The article in Hospitality begins with: “It began with Vegans, but now meatless burgers have been embraced by meat eaters looking to reduce their intake of animal flesh both for health reasons and to mitigate global warming” a restaurateur in San Francisco founder of “Monty’s Good Burger” who developed the meatless “Impossible Burger” made from ingredients such as wheat protein, coconut oil and heme (a protein in hemoglobin) that makes the product appear to bleed! . The meatless concept has taken hold, as evidenced by none other than that paragon of “greasy burger joints” White Castle which introduced an Impossible Burger slider into all of its 377 “restaurants” in 13 states; topping the original slider’s price of 73 cents to a whopping (no pun intended) $1.99 apiece! Other venues and “joints” are following suit, such as Next Level Burger in Bend, Oregon, Carl’s Junior, and reports are that the Golden Arches is in development
Ending with further proof that meatless proteins are “capturing the mainstream” is an article in the WAPO from mid-April by Tim Carman, Tom Sietsema’s understudy and probably heir, entitled “Burger King’s Impossible Whopper tastes even better than the real thing”

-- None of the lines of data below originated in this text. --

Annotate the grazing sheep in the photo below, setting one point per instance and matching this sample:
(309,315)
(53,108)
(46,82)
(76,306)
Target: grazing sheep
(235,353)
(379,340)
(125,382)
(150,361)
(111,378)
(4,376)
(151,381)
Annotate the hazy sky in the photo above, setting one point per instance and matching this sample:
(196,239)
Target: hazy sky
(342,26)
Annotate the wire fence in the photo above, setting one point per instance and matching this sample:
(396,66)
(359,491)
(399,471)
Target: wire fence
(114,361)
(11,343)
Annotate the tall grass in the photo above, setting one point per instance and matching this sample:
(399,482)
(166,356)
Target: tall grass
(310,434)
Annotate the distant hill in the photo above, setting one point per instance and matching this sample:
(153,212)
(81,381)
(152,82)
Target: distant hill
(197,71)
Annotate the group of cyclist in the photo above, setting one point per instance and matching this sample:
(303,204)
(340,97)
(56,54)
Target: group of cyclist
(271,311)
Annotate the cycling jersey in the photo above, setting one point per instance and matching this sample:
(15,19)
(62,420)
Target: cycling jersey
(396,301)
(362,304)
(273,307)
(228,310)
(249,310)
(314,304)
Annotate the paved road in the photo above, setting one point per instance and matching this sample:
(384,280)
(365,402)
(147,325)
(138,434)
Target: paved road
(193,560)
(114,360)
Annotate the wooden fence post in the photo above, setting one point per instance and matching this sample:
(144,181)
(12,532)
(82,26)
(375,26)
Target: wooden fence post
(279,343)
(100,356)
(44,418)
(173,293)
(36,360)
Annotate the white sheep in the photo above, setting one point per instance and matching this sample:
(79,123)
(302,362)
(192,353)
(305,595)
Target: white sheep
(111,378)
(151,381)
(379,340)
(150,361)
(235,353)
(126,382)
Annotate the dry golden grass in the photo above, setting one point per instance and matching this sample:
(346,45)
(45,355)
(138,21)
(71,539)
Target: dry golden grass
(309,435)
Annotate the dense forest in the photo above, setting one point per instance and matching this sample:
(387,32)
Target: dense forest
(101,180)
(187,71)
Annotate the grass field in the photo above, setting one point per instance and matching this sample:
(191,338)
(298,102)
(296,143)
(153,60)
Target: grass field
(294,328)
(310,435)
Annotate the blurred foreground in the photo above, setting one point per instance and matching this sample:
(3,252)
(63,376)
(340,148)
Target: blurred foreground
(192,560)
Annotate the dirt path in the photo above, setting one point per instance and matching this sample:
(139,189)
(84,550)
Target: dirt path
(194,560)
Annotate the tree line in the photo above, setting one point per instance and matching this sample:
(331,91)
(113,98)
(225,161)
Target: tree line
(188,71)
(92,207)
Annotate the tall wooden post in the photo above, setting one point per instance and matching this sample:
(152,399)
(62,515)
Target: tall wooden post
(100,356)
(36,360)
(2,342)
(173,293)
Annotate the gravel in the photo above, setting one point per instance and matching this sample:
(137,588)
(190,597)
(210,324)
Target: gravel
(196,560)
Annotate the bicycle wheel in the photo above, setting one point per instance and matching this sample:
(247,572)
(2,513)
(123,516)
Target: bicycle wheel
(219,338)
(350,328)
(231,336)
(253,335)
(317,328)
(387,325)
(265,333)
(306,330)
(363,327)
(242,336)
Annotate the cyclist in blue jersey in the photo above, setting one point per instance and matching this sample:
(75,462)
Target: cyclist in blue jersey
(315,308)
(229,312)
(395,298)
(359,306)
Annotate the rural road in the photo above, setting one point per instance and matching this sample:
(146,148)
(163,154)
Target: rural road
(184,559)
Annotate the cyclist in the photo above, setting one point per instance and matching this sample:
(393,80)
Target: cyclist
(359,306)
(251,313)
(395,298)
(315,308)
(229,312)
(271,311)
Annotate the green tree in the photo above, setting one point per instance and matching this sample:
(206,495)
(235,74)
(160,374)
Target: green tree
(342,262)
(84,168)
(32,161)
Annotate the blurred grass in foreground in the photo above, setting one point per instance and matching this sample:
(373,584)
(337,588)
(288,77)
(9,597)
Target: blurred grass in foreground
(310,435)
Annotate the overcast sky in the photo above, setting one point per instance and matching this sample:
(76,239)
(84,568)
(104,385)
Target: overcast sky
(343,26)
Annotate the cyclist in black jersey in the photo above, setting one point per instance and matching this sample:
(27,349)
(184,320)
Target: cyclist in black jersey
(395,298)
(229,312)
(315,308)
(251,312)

My old home town St. Louis has been selected as the test market for the Impossible Whopper (not Burger), and if interested you should read the whole piece
His bottom line is not so glowing, but maybe realistic
“After eating more than a dozen Impossible-branded burgers in St. Louis — including Red Robin’s thick-cut version, which had none of the chin-dribbling juices you desire from a big, sloppy grilled hamburger — I’ve come to the conclusion that the producer of this meat alternative is a master illusionist. After one bite, you swear the Impossible patty tastes just like beef. After a second bite, you begin to sense the illusion behind the science. After a third, you’re ready to invest in the whole enterprise. With time, the illusion becomes its own alternative reality: The product is close enough to beef that your brain is willing to fill in the rest of the flavors, even if somewhere in the dark recesses of your cerebral cortex, you know it’s all a lie.”
Stand by America!!
That’s a wrap!
Well, that’s about the end of my list. Somewhat caught up. Hope you weren’t bored. In the future, I have been promised some of the Gold stuff to use in cooking, a couple of reviews of “Slice” in Leonardtown, and I’m sure they’ll just keep coming.